2. The Tribunal dismissed the appeals of the Revenue holding that there was no substance in the objection raised by the Department in view of the decision of this High Court in the case of CWT vs. Ashok K. Parikh (1981) 129 ITR 46 (Guj). In Ashok K. Parikh’s case (supra), in which this Court had taken a view, while construing cls. (i)(a) and (ii)(e) of Expln. II to r. 1D of the WT Rules, 1957 that, for the purpose of computation of the market value of the equity shares of a company, the advance tax paid under s. 210 of the IT Act, 1961 and shown on the assets side of the balance sheet of the company cannot be deducted from the tax payable, in determining whether the provision for taxation is in excess over the tax payable with reference to the book profits in accordance with the law applicable thereto within the meaning of clause (ii)(e) of Expln.
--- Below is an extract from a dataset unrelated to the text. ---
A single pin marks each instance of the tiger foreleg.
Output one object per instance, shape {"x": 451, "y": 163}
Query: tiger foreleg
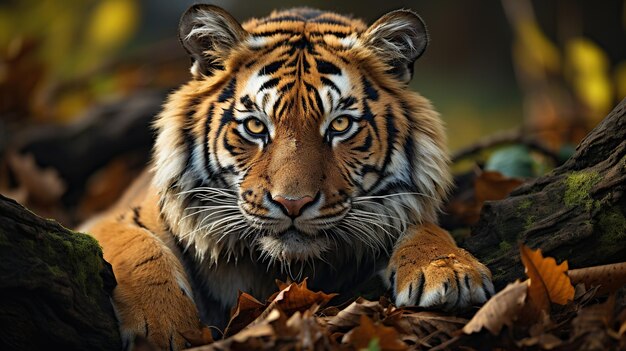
{"x": 428, "y": 269}
{"x": 152, "y": 297}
II to r. 1D.
3. The dispute centres around the treatment to be given to the advance tax paid shown on the assets side of the balance sheet of the company while working out the value of the equity shares on break-up value method. At the time of making of references, this question was pending before the apex Court. Now, we have the benefit of the decision of the apex Court in Bharat Hari Singhania vs. CWT (1994) 207 ITR 1 (SC) : TC 66R.328. The Supreme Court, while construing the provisions of r. 1D of WT Rules, 1957, held that the said rule was required to be followed in every case where unquoted equity shares of a company (other than an investment company or a managing agency company) have to be valued and that all authorities under the Act including the Valuation Officer were bound by the said rule. It was further held that while valuing the unquoted equity shares under r. 1D, no deductions on account of capital gains tax which would have been payable in case the shares were sold on the valuation date, can be made. Similarly, no other deductions including provision for taxation, provident fund and gratuity are admissible. It was held that r. 1D was exhaustive on the subject.
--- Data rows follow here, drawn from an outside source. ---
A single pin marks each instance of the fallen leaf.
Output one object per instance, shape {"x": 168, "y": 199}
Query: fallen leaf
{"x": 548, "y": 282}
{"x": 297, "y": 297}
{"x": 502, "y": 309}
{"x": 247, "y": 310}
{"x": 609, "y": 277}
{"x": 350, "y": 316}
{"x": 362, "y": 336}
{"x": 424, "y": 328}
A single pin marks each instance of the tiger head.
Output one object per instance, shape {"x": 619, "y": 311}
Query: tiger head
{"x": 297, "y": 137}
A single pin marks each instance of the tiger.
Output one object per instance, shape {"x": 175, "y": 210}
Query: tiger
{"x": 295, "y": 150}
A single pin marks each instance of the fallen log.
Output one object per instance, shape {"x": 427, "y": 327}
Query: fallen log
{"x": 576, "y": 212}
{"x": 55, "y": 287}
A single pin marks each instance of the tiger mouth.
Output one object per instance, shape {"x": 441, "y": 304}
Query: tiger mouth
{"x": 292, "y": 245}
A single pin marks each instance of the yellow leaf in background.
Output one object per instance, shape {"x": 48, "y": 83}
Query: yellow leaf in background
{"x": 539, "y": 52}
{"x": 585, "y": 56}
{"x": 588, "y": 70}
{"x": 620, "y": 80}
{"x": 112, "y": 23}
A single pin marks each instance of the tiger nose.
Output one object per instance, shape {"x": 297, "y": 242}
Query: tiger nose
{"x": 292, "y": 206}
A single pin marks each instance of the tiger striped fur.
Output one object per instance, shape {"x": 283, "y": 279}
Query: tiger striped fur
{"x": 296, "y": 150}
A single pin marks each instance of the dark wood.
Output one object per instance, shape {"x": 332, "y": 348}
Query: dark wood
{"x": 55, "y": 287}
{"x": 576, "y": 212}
4. The Supreme Court while construing the provisions of the said r. 1D r/w Expln. II(ii)(e) of the said Rules held that, truly speaking, the advance tax paid is not really an asset, but, the proforma of balance sheet in Sch. VI to the Companies Act, 1956 requires it to be shown as such. If was held that what clause (i)(a), of the said Explanation did was to remove the said amount from the list of assets for the purpose of r. 1D. It is then that clause (ii)(e), which speaks of liabilities, says that only that amount which is still remaining to be paid shall be treated as a liability on the valuation date. If in the provision for taxation made in the column of liabilities in the balance sheet, the amount of advance tax already paid is again shown as a liability, it will not be treated as a liability. The advance tax paid had already gone out of the profits and been debited in the account books of the company. It was held that this was the true function of both the sub-clauses. The Supreme Court in the process accepted the view of Andhra Pradesh, Karnataka, Punjab & Haryana High Courts and differed from the view taken by the Gujarat High Court in CWT vs. Ashok K. Parikh’s case (supra).
5. In view of the decision of the Supreme Court in Bharat Hari Singhania vs. CWT case (supra), the question referred to this Court is answered in the negative in favour of the Revenue and against the assessee. The references stand disposed of, accordingly, with no order as to costs.